In den vor uns liegenden Jahren wird es – hier folge ich der Einschätzung von Rothgang et al. (2014: 29) – vor allem an drei Punkten dringenden Handlungsbedarf geben:
Zum einen der enge Pflegebedürftigkeitsbegriff, dann die anhaltende Debatte über Leistungsdynamisierung, da der § 30 SGB XI nur die Möglichkeit für diskretionäre Leistungsanpassungen, aber keine obligatorischen regelgebundenen Leistungsanpassungen vorsieht, sowie last but not least vor dem Hintergrund der Begrenzung der Beitragspflicht auf Einkommen aus unselbständiger Arbeit und Lohnersatzleistungen, die zur strukturellen Einnahmeschwäche auch der Pflegeversicherung führen, eine Weiterentwicklung der Finanzierungsgrundlagen.

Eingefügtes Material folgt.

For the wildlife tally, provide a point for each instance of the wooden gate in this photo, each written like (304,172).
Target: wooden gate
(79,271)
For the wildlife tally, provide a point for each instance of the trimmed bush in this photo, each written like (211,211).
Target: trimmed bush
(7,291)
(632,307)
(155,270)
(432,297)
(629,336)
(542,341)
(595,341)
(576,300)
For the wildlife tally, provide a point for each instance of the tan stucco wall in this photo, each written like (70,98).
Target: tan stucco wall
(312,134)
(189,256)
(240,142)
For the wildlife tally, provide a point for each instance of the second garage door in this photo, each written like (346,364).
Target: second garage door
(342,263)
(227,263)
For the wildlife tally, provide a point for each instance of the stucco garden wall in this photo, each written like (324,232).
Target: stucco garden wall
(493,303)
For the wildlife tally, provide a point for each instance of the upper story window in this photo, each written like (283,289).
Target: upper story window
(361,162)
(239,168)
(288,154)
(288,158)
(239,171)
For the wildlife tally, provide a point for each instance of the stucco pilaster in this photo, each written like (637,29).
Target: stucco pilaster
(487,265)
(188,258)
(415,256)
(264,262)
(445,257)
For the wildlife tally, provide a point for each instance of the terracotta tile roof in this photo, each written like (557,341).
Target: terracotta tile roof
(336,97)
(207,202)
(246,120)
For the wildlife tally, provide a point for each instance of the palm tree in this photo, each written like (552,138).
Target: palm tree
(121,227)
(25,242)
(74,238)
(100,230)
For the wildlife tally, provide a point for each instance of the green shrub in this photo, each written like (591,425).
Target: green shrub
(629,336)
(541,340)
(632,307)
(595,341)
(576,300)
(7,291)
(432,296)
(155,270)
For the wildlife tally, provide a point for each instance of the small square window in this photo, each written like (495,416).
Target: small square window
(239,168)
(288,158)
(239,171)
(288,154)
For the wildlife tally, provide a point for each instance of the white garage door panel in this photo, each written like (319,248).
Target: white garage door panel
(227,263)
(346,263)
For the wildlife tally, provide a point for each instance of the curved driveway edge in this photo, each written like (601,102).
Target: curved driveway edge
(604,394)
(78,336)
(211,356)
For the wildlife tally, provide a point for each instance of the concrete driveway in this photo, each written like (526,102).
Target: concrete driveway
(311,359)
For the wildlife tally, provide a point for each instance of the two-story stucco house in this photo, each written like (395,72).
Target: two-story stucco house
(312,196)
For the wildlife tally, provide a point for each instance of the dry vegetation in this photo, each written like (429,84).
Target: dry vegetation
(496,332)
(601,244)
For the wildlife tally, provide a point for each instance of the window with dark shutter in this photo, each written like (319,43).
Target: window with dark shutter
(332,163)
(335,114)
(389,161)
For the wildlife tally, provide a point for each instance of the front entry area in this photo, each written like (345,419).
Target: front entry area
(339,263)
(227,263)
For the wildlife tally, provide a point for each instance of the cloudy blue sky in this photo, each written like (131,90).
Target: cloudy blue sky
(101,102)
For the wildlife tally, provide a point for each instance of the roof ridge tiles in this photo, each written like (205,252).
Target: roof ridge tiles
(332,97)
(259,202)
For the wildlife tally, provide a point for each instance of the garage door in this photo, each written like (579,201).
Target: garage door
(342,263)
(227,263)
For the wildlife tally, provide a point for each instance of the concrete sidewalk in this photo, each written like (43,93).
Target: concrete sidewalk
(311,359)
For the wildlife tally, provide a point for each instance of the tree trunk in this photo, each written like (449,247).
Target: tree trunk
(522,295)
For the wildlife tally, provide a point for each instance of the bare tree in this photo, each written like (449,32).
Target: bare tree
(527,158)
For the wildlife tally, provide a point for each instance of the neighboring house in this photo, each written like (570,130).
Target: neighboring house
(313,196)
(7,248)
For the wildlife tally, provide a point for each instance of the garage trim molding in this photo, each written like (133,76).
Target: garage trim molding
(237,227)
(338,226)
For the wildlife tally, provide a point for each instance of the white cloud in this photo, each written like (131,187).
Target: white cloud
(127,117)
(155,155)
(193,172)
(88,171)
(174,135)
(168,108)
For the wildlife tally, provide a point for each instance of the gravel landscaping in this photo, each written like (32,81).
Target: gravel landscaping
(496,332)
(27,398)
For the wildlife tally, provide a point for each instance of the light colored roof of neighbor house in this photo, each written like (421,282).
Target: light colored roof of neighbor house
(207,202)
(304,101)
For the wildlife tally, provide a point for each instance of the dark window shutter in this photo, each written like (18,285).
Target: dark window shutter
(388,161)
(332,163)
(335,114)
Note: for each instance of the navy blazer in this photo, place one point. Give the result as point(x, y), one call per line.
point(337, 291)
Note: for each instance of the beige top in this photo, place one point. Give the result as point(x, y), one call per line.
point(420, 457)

Es gibt also – nicht wirklich überraschend – eine Menge zu tun. Und wir sind dann nur auf der Ebene der Pflegeversicherung, hinzu kommen weitere hoch relevante Felder der Pflegepolitik, vom Pflegepersonal angefangen über die kommunale Altenhilfe bis hin zu den osteuropäischen Pflegekräften, die im Regelfall in halb- oder illegalen Verhältnissen mit dafür sorgen, dass unser Pflegesystem nicht kollabiert ist.